PHOTOS: Reliving the Guts & Glory Of San Francisco Pride Through The Decades
San Francisco has changed radically since 1970, going from a sleepy artistic backwater to international powerhouse, but one thing remains the same: each June it’s time to celebrate loud and proud. The City by the Bay will host its 46th Pride celebration on Saturday, June 25 and Sunday, June 26.
This year, the cast of Transcendent will serve as celebrity Grand Marshal, Peaches will perform at the Main Stage celebration at Civic Center, and Black Lives Matter has been selected as Community Grand Marshal by local voters. Pride is expected to welcome almost two million participants during the festival weekend and Sunday parade, all coming to celebrate the 2016 theme of Racial and Economic Justice for All. This year should be particularly fierce and fiery, coming on the heels of the atrocity in Orlando and on the anniversary of marriage equality for all.
But SF Pride is by no means a modern celebration. It’s more of a decades-old tradition that’s been happening since before Harvey Milk was an LGBT icon, since even before the Castro was the world’s greatest gay mecca.
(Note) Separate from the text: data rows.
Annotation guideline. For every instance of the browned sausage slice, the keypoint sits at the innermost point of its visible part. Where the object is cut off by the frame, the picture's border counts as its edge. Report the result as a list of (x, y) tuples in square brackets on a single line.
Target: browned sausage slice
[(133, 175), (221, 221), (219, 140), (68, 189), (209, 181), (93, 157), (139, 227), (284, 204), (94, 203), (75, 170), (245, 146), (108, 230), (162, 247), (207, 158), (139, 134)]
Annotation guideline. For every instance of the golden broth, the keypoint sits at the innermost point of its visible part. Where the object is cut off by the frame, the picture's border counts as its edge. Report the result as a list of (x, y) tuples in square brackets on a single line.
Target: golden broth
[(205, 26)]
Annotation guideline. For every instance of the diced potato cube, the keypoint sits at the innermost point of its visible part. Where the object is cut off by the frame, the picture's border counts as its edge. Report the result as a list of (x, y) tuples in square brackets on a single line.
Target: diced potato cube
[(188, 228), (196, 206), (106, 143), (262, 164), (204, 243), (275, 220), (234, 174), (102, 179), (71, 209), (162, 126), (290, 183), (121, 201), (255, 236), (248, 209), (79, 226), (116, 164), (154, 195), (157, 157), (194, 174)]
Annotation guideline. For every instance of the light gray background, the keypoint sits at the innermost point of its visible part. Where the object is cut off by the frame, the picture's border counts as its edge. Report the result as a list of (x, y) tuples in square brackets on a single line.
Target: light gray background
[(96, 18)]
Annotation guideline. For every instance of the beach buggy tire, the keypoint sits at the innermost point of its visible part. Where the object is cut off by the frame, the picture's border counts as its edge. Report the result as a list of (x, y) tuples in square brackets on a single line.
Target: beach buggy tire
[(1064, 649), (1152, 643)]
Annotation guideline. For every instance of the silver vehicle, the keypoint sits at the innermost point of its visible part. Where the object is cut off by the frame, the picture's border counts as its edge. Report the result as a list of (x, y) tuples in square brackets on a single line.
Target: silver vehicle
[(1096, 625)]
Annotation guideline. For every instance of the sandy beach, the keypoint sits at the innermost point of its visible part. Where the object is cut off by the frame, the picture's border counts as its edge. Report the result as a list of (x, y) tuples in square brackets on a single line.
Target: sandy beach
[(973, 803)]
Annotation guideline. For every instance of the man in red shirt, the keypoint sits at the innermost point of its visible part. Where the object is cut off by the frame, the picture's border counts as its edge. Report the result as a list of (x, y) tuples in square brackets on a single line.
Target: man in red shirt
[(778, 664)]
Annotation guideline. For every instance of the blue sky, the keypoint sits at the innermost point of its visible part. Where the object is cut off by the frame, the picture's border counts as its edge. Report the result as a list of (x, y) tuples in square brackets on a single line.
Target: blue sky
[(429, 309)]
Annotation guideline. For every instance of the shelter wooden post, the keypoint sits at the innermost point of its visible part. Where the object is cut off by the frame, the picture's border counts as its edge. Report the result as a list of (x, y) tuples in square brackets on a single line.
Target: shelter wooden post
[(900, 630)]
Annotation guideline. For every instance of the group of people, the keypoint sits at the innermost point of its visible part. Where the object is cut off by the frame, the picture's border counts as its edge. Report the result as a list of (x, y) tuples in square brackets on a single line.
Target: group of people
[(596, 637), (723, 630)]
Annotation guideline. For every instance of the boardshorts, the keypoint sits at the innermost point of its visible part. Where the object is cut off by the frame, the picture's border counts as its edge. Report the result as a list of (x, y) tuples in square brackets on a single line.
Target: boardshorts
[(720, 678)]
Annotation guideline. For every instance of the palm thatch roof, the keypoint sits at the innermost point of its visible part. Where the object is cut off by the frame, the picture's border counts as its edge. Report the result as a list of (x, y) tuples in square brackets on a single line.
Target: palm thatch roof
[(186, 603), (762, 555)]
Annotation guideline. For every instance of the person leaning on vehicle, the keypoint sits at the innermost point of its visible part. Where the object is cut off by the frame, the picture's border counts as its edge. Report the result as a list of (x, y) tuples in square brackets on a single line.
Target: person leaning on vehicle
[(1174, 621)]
“San Francisco has changed over the last few years in that it feels new,” SF Pride board president Michelle Meow said. “I’m lucky to be among those who are still here to tell stories from 50 years ago when the gay liberation movement started for us in San Francisco.”
The early years
Those stories might start in 1970, with just 30 “hair fairies” marching down Polk Street, San Francisco’s O.G. gayborhood. The crowd grew as they marched to Golden Gate Park for a “gay in” that became known as Christopher Street Liberation Day.
Although there was no similar gay celebration in 1971, there was a queer-friendly parade down Folsom Street in 1971 called the Age of Aquarius. Yep, this is in the San Francisco history books, folks. The following year, Gay Pride came back with a vengeance on June 25, 1972. Renamed Christopher Street West, this predecessor attracted over 50,000 people celebrating for the first time in Civic Center, and it laid the groundwork for LGBT parades to come.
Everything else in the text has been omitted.